Discussion Intel current and future Lakes & Rapids thread

Mopetar · Jan 7, 2022

dullard said:
A lot of people here will not accept that Intel will do rapid releases of chips. Historically Intel has averaged about 12 months per generation. But that has a wide range (19.3 months for Comet Lake -> Rocket Lake and 7.2 months for Rocket Lake -> Alder Lake).

Makes sense that if there's a long period it will be followed by a short one. Intel has these planned out years in advance and a delay to Rocket Lake need not affect Alder Lake. Add the two together and average and it looks like business as usual.

Rocket Lake being pretty awful as well would hardly make Intel want to hold off with their next generation CPUs either. No need to stall the rest of the pipeline just to wait on Rocket Lake.

Khato · Jan 7, 2022

Fun discussion regarding MTL/foveros which I have a few thoughts on to throw into the ring.

Regarding usage of foveros versus EMIB, might the usage of foveros be a combination of superior ubump density and the small size of the silicon in question? Does EMIB work as well when a higher percentage of the active silicon is on the EMIB versus substrate? Also not sure if such would have implications for power delivery to the areas above the EMIB connection, unless power was also sent through the bridge. My basic thought here is that EMIB is far superior for connecting large dice together, but once below a certain total size the traditional silicon interposer wins out.

Another interesting observation from the breakdown of different tile sizes on MTL - that main SOC tile is pretty close to half the total area, which could indicate that things were designed for the possibility of it being an active base foveros tile? Now obviously that's not happening, and I can think of a few reasons why. First, the base tile needs to be different for each configuration - if there are 2 different CPU and GPU tiles then you're up to 4 base tile configurations. The active logic would need to be sized for the minimum configuration, resulting in 'wasted' area on the larger configurations potentially. (Though that sounds like great area for L4 cache or some such.) That ties into the second problem of going with an active base die - available fab capacity. A passive base die should be extremely cheap to produce, potentially to the extent of a 200mm^2 passive base tile plus 90mm^2 SoC tile being cheaper than a 100mm^2 SoC base tile. So with the passive scheme the part that needs 4 different designs becomes cheap and simple to manufacture.

Asterox · Jan 7, 2022

Delete, wrong topic.

jpiniero · Jan 7, 2022

dullard said:
A lot of people here will not accept that Intel will do rapid releases of chips. Historically Intel has averaged about 12 months per generation. But that has a wide range (19.3 months for Comet Lake -> Rocket Lake and 7.2 months for Rocket Lake -> Alder Lake).

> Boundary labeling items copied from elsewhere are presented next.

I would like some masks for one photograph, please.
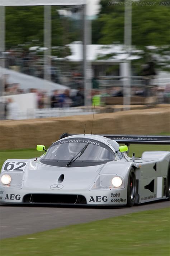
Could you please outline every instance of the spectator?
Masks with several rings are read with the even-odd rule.
[[[84,105],[84,92],[83,88],[79,88],[76,95],[72,98],[73,107],[80,107]]]
[[[55,90],[54,91],[53,95],[51,97],[51,107],[61,107],[62,101],[61,97],[58,94],[58,91]]]
[[[66,90],[64,93],[64,101],[63,104],[63,107],[69,107],[72,105],[72,102],[70,96],[69,90]]]

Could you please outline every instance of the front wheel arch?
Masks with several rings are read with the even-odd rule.
[[[137,195],[137,184],[135,172],[131,167],[128,177],[127,183],[127,207],[132,207],[135,203]]]

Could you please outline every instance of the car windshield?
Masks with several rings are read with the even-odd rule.
[[[81,154],[81,150],[87,144],[88,144],[88,146]],[[79,152],[80,153],[75,158],[76,158],[75,161],[99,162],[115,160],[114,154],[106,145],[97,141],[86,138],[68,139],[57,141],[49,147],[42,160],[44,161],[69,161]]]

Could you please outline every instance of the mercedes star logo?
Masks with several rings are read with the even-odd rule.
[[[54,184],[50,186],[51,189],[53,190],[58,190],[59,189],[61,189],[63,187],[63,186],[60,184]]]

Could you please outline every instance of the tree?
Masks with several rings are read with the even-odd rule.
[[[151,56],[159,60],[161,56],[161,61],[157,62],[160,67],[166,70],[170,64],[166,57],[170,53],[168,3],[159,0],[132,2],[132,45],[143,50],[143,61]],[[125,2],[101,0],[100,4],[98,18],[92,23],[93,43],[123,44]],[[100,28],[97,30],[98,27]],[[147,48],[148,45],[157,47],[150,50]]]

IIRC Rocket got delayed because of chipset bugs and each time you need to respin that can eat up months easily.

Exist50 · Jan 7, 2022

One more thing to consider for the SoC.

See bullet 6.

dullard · Jan 7, 2022

Exist50 said:
One more thing to consider for the SoC.

See bullet 6.

Now that is something that I certainly hadn't considered. I just assumed the CPU tile would have all the cores. If the CPU tile only has the P cores and the SOC tile has the E cores, then the SOC tile could certainly be the biggest tile.

Exist50 · Jan 7, 2022

dullard said:
Now that is something that I certainly hadn't considered. I just assumed the CPU tile would have all the cores. If the CPU tile only has the P cores and the SOC tile has the E cores, then the SOC tile could certainly be the biggest tile.

That tile is still 2+8. Just saying Meteor Lake still has some mysteries.

tomatosummit · Jan 7, 2022

dullard said:
Now that is something that I certainly hadn't considered. I just assumed the CPU tile would have all the cores. If the CPU tile only has the P cores and the SOC tile has the E cores, then the SOC tile could certainly be the biggest tile.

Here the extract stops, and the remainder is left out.